Taiwan recently banned euthanizing abandoned animals in shelters, a law believed to have been prompted by the shocking suicide of a young veterinarian, in May 2016. 31-year-old Chien Chih-cheng injected herself with euthanasia drugs, after becoming extremely disturbed by the large number of animals she had to put down.
Chien Chih-cheng was the director of of an animal shelter in Taoyuan’s Sinwu District. She had chosen to work at the shelter because of her love for animals, and her colleagues remember that she “often worked overtime, rarely took a proper lunch break, and sacrificed her holidays to give the dogs more attention and make their lives better.” After graduating from one of Taiwan’s top university with the highest score in a civil service examination, Chien could have opted for a number of desk jobs, but she chose to dedicate her life to helping abandoned animals and getting them adopted by new families. But her job also required her to euthanize the animals that didn’t get adopted after a certain period of time, and this took a heavy toll on the young animal lover, especially after animal rights activists accused her of killing hundreds of abandoned dogs.

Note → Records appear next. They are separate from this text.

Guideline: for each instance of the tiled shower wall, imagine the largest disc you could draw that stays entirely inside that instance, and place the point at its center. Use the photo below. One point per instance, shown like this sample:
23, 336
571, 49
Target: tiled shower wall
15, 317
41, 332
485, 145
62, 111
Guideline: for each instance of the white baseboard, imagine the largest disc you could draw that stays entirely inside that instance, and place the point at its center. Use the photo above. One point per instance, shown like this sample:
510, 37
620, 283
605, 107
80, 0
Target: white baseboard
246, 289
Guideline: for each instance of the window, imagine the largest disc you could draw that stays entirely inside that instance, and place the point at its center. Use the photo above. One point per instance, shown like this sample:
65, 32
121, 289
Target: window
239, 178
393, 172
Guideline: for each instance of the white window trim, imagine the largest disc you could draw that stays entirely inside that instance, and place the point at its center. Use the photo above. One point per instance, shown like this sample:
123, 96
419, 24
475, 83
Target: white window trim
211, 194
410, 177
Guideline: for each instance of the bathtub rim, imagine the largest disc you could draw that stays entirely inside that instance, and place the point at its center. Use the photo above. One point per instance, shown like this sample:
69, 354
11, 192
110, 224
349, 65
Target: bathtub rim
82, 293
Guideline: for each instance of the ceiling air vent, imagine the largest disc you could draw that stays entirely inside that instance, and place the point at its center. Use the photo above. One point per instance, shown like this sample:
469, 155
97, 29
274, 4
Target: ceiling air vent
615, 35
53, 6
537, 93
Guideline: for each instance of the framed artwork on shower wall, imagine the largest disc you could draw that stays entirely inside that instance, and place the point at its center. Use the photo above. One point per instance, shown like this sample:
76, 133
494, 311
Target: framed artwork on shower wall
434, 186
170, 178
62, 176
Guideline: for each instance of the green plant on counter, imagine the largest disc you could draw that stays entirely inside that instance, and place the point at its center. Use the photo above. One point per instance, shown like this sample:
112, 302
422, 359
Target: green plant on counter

“Some animal welfare activists have unleashed relentless attacks on the Sinwu shelter and Chien was a target of those attacks,” Taoyuan City Councilor Wang Hao-yu wrote on Facebook last year. “She was even described as a ‘butcher.’ For a young woman who chose to work at the shelter because of her love for animals and whose duties involved euthanizing stray animals every day, those abuses were like stabs to the heart.”